The question is, how valuable is that advice? Not even the bank's chief economist, Senior Vice President Francois Bourguignon, could answer that.
So he asked a group of economists, led by Angus Deaton at Princeton University, to do an independent study. They examined all research activities carried out by the World Bank between nineteen ninety-eight and two thousand five.
Last September, they reported finding many valuable studies. But they also found that advice from the bank was not always balanced. They said the bank sometimes gave greater weight to information that supported its positions and ignored other findings.
Professor Deaton tells us this was especially true with research on the relationship between globalization and poverty reduction. He says the bank has a right to defend its own policies. But he says untested research cannot be used as evidence that policies work.
Over the years, the World Bank has been a research leader in measuring poverty and inequality. Still, the economists found some studies poorly organized or based on old research methods. They also found the bank's Web site difficult to use.
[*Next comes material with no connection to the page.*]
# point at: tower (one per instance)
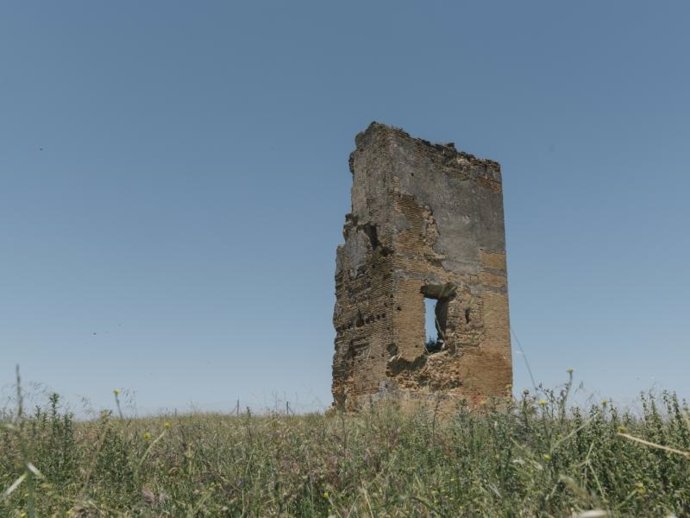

Angus Deaton says the bank needs a research-based ability to learn from its projects and policies. Without that, he says, it cannot remain the world's leading development agency.
The report says the World Bank should create an independent research group, protected against any political influences. The bank now spends two and one-half percent of its administrative budget on research. Professor Deaton says this is too low, given all the research the bank has to do. He says the need for high-quality advice will only grow as the world becomes richer, and the need for lending shrinks.
Chief economist Francois Bourguignon says research at the bank is a complex process that requires compromises. Yet even with their criticisms, he noted that the economists rated sixty-one percent of the studies they read as being of higher quality. An additional twenty-eight percent were rated average.
He says the advice in the report will be extremely valuable to the bank.